Wednesday, November 21, 2012

Gratitude in the Wake of Defeat

I will say what so many of us may be feeling this Thanksgiving; it's hard to be thankful for things when the world is in the state it's in. Obama gets another 4 years to take a wrecking ball to freedom, unemployment continues to be a huge and painful issue, Israel is under constant attack, and the majority of Americans only seem to care about the latest iGadget or what the celebrities are up to. We fought the fight in this election and we lost. Yes, it's hard to have something leap to mind where thankfulness is concerned.

But we must pause and take stock of things from the ground up. If we have a warm home in which to sleep, we should be thankful. If we are one of the lucky few to have a good job, we should give thanks. If we have food that isn't purchased by food stamps, that's nothing to sneeze at. If we have our health, we are blessed. If you start small and basic, you see it's not that bad after all. And you know what else you see, you see the war isn't even close to over.

Over the past weeks, I've done a lot of soul searching. I was devastated on election night. I admit to having a bit of a panic attack and sleeping was very difficult. I felt like the last volley had been issued and our stand against socialism was over. Capitalism was dead; freedom was dead. But as the days progressed, I saw the soldiers slowly drag themselves from the dirt. We began to regroup and count our losses. We gained a lot in this election, though it's hard to see. We gained, first and foremost, fortitude. We learned exactly what must be done to outwit our enemy, this election showing us some of the final pieces of the plan. Our strength to keep going, even after such a defeat, shows we are far from surrender. Fortitude is important, perhaps more important than almost anything in a fight like this.

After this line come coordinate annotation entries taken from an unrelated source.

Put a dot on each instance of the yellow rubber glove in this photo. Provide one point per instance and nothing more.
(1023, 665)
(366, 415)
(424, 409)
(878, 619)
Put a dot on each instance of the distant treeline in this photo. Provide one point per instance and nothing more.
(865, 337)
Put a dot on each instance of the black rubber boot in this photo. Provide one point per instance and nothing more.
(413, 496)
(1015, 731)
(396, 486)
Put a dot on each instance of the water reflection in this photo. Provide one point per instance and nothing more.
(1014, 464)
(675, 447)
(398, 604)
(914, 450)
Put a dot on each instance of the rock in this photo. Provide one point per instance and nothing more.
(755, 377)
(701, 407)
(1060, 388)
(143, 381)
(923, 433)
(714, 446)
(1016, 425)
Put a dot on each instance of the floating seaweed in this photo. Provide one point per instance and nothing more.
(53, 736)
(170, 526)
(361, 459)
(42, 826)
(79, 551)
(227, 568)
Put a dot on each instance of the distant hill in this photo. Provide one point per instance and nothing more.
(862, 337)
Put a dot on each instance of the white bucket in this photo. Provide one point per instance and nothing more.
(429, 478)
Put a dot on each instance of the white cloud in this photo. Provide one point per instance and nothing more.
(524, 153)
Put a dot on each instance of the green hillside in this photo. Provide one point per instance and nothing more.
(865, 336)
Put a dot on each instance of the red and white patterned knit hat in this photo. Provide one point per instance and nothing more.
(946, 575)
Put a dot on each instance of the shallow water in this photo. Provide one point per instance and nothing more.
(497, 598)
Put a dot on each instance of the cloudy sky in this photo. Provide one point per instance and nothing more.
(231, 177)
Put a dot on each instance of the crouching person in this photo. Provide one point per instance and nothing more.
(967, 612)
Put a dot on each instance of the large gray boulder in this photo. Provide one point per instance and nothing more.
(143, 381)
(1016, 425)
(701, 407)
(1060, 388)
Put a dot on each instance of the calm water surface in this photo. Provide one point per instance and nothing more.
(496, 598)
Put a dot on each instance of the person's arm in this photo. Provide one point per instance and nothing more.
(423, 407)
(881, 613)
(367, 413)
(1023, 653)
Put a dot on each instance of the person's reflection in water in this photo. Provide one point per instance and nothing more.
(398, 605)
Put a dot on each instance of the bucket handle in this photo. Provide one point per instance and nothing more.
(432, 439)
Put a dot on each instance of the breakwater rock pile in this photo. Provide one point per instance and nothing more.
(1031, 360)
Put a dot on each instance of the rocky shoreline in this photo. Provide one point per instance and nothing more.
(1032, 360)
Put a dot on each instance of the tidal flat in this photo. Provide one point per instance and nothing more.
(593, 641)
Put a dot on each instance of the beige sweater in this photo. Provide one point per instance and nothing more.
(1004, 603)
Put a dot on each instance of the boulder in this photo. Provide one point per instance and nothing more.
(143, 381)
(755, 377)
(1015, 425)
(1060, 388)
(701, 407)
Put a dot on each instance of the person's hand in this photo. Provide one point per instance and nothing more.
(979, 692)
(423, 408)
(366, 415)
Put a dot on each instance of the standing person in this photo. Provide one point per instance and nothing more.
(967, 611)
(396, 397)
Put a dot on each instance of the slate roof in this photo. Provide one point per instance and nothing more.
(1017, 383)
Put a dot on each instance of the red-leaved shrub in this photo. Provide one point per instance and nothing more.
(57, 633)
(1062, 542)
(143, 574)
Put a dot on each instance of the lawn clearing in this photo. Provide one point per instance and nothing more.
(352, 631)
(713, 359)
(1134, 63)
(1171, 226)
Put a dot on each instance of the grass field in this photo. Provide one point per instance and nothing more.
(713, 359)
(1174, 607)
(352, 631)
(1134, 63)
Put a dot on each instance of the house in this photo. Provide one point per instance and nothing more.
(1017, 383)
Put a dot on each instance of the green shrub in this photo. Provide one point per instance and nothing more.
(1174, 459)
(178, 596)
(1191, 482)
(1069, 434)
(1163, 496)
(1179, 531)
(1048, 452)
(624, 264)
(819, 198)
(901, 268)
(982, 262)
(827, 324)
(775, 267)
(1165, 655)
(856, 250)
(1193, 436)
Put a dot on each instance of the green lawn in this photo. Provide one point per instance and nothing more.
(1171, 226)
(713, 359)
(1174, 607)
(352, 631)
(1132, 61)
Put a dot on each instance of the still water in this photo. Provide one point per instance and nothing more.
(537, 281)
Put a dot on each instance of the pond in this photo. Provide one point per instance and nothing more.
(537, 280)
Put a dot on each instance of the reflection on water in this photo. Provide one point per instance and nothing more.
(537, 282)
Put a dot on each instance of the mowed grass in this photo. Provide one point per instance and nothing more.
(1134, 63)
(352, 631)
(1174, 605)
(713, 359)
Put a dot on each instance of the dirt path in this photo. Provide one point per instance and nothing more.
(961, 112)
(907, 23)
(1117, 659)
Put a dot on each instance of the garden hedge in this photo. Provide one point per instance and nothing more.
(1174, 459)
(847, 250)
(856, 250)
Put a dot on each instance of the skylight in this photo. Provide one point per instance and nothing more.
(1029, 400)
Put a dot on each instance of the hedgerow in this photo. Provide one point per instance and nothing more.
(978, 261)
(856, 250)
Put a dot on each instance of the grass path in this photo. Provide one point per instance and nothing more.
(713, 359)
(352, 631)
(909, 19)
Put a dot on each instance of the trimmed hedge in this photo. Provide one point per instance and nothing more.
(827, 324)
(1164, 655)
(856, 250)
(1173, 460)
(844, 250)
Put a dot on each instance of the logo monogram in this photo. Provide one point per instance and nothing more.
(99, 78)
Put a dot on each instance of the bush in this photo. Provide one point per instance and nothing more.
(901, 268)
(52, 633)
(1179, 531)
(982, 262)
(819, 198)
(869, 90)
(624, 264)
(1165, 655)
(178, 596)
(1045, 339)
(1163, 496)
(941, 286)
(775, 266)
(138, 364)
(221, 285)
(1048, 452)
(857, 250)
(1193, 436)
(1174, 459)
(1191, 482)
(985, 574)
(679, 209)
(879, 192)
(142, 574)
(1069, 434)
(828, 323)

In my own life, I struggle with many desires and disappointments. If not for fortitude, the willingness to keep going and above all, keep going as who I am, I wouldn't be where I am today. When outnumbered, it's easy to defect. People want to be on the side that's winning. But what is victory if gained at the cost of one's integrity and faith? I watch people succeed in my field on sheer gimmick alone while I struggle to gain a footing in the industry with nearly 10 years of experience and a lifetime of creative talent. People say, "You just don't know the right people," or "You don't act or look like a popular designer." My own husband has suggested I adopt an alias, someone with a hyperbolic past, some piercings, and maybe an 'alternative lifestyle'. It would seem, as in today's politics, how you appear is far more important than your actual capabilities. Yes, when you're on the outside looking in, defection sounds so very simple.

But I have held fast, resisting the temptation to sacrifice who I am for hollow praise. And we brave conservatives stand strong as well. Our fortitude has not allowed us the easy escape of surrender and that's something to be very thankful for. Things are far from good in America, but you can take solace in this: we will not give up. When the odds are against you, in your personal life or otherwise, take strength from the things for which you give thanks. Take strength from your family, from your ability to persevere, from your stalwart individuality in a world where abnormal is the new normal. Don't make excuses and don't take the easy road. All good things come at a price; be thankful you have the richness of faith to pay it.

Happy Thanksgiving America, the greatest nation on earth. God bless!